Wednesday, May 2, 2012

Gregoire Solotareff (European illustrator1)






"When one makes children’s books, one actually makes them first and foremost for oneself, for the child that one was and, wishfully, still is.” Grégoire Solotareff is a child of various cultures.  He was born in 1953 in Alexandria, Egypt, the son of the Lebanese doctor Henri El-Kayem, and the Russian emigrant and artist Olga Solotareff-Lecaye.  Political disturbances, revolutions and civil war forced the family from Egypt to Lebanon at the end of the 1950’s, and finally to France.  Children in Solotareff’s family did not attend school.  Instead, learning, storytelling and drawing took place at home.  His immense familiarity with sketch books and books stems from this time. Like his father, who was once the medical attendant to the Egyptian crowned prince, Solotareff studied medicine and worked as a doctor for five years. As time went by he began drawing again and he formed impression he was regaining contact with something long forgotten, something which goes by the name of ‘childhood’.  Today Solotareff is one of the most important European illustrators and authors.  More than 120 books have been created since the middle of the 1980’s, which have been translated, exhibited and staged around the world.  The spectrum of his work is huge: fit-for-the-bathtub plastic fold-out books for the littlest ones, innumerable picture books and stories, a novel for children and a few books that Olga Lecaye and his sister Nadja have illustrated.  In 2003, 'Loulou et autres loups' hit the French cinemas, a series of five animated short films based on Solotareff’s picture book 'Loulou' (1989) about a young wolf who chooses to become friends with, of all animals, a hare. Solotareff’s first animated feature film „U“ played at the Berlinale 2007 in the Children’s and Youth Film Section. It is a fairytale about a princess who grows up with a talking unicorn for a friend.
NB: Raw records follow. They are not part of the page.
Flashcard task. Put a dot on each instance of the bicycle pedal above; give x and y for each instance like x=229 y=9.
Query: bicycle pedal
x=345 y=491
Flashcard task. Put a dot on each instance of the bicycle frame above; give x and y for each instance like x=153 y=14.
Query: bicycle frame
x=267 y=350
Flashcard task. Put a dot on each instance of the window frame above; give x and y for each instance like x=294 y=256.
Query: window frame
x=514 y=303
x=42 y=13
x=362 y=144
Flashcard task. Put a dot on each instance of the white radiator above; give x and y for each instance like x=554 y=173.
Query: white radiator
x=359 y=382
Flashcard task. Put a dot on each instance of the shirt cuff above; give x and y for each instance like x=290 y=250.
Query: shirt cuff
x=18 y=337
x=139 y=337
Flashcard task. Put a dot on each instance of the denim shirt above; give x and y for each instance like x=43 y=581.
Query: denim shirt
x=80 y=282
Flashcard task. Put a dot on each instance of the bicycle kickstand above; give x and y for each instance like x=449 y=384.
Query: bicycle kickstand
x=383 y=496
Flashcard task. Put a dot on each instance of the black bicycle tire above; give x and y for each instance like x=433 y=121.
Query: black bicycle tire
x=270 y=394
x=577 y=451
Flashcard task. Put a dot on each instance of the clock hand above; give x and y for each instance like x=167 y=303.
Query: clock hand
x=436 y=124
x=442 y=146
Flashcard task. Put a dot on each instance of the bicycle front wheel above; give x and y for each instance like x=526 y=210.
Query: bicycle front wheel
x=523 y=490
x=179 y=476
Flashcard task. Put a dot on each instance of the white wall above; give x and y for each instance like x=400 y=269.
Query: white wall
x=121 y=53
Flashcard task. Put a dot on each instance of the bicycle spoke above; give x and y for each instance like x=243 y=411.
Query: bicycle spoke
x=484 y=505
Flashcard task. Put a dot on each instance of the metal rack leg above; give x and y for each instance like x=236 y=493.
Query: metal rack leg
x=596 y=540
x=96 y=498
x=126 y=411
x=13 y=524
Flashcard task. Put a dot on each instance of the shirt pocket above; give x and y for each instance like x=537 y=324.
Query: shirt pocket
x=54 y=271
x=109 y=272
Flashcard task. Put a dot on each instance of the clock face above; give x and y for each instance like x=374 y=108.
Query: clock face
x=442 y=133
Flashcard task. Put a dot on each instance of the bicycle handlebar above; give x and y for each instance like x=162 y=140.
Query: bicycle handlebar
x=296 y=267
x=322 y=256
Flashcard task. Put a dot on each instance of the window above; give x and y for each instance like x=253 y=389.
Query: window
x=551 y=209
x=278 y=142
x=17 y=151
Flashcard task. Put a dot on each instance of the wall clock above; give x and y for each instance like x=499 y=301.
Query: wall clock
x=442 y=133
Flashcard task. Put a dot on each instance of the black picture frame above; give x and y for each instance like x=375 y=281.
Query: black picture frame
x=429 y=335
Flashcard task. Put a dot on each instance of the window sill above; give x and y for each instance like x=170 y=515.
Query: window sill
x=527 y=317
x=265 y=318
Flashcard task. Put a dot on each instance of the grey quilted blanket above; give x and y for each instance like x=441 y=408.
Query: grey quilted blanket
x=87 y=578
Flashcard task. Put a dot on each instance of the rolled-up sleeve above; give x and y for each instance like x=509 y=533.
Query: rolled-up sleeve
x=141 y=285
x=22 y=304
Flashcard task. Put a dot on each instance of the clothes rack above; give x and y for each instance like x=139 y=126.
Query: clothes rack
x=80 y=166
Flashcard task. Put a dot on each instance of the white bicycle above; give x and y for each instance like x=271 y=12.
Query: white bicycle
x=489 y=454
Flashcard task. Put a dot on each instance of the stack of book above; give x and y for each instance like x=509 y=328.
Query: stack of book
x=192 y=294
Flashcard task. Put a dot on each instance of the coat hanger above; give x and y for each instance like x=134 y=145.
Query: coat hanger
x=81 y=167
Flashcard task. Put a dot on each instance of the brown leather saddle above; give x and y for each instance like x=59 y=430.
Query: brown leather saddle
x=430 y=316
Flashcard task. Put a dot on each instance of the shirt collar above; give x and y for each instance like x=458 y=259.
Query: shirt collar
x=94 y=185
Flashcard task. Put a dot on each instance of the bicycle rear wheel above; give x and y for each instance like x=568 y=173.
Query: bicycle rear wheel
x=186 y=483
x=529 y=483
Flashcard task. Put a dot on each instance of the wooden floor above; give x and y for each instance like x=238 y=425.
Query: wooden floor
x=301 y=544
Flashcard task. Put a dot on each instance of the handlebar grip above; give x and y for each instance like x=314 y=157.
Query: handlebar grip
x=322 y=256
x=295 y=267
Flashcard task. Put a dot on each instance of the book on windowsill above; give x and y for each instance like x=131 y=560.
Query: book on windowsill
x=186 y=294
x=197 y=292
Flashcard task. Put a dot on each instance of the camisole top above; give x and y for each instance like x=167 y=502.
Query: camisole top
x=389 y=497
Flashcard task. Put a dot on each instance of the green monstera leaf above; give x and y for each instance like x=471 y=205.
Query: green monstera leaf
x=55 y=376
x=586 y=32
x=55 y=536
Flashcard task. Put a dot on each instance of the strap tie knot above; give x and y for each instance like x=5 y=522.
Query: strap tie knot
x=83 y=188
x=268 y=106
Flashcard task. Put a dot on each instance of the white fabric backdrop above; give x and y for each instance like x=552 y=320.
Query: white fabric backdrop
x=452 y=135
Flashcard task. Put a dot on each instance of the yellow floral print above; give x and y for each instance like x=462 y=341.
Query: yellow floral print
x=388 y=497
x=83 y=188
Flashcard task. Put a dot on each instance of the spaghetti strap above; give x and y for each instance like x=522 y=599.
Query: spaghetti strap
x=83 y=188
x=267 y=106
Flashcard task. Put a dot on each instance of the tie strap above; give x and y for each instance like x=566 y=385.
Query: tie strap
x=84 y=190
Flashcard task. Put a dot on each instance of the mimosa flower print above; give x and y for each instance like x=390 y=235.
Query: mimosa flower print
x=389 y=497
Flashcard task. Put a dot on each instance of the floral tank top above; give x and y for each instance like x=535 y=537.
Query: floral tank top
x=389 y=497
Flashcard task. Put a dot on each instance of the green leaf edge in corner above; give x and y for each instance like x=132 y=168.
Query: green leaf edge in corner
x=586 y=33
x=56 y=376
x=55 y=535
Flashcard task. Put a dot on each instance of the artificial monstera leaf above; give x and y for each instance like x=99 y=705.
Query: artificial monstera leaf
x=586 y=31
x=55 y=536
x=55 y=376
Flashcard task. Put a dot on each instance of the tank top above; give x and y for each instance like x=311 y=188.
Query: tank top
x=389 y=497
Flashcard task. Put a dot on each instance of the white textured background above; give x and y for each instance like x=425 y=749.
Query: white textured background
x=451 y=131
Solotareff has brought a new hue to children’s literature.  Insubordinate, fresh and with black humour, in a fairytale and secretive manner, but never harmless, he tells the story of friendship and love – always in his clear, reduced handwriting and in the primary colours red, yellow and blue.  Solotareff depicts animals that for him are “caricatures of humans” . His pictures give human attributes to dreamy hares, lonely wolves, Italian mice, career-tired gnomes, freezing crocodiles and frogs in love.  In his much applauded picture book 'Toi grand et moi petit' (1996; Engl: You Big and Me Small), which was awarded the Deutscher Jugendliteraturpreis in 1997, an elephant in need of protection forms a friendship with the powerful lion king; the friendship becomes unhinged with time as the little elephant grows bigger than his royal friend.  Solotareff illuminates the ancient story of father and son, of power and powerlessness, with exciting and intense pictures.  The flatly applied, pure and bright colours with their black contours join the simplified, but never simple forms into a harmonious unit.  “In my pictures, as in my soul, I attempt to reconcile both sides – the striving for softness, for happiness, for intense and strong things on the one hand, and simultaneously the quest for things that awaken the sense for humour and wickedness.”
Grégoire Solotareff has been honoured with the most important awards in France and a number of international prizes, including the Prix de Montreuil (1992) and the Bologna Ragazzi Award (1993).  In 2004 he was a finalist in the Hans Christian Andersen Awards.  He lives and draws in Paris.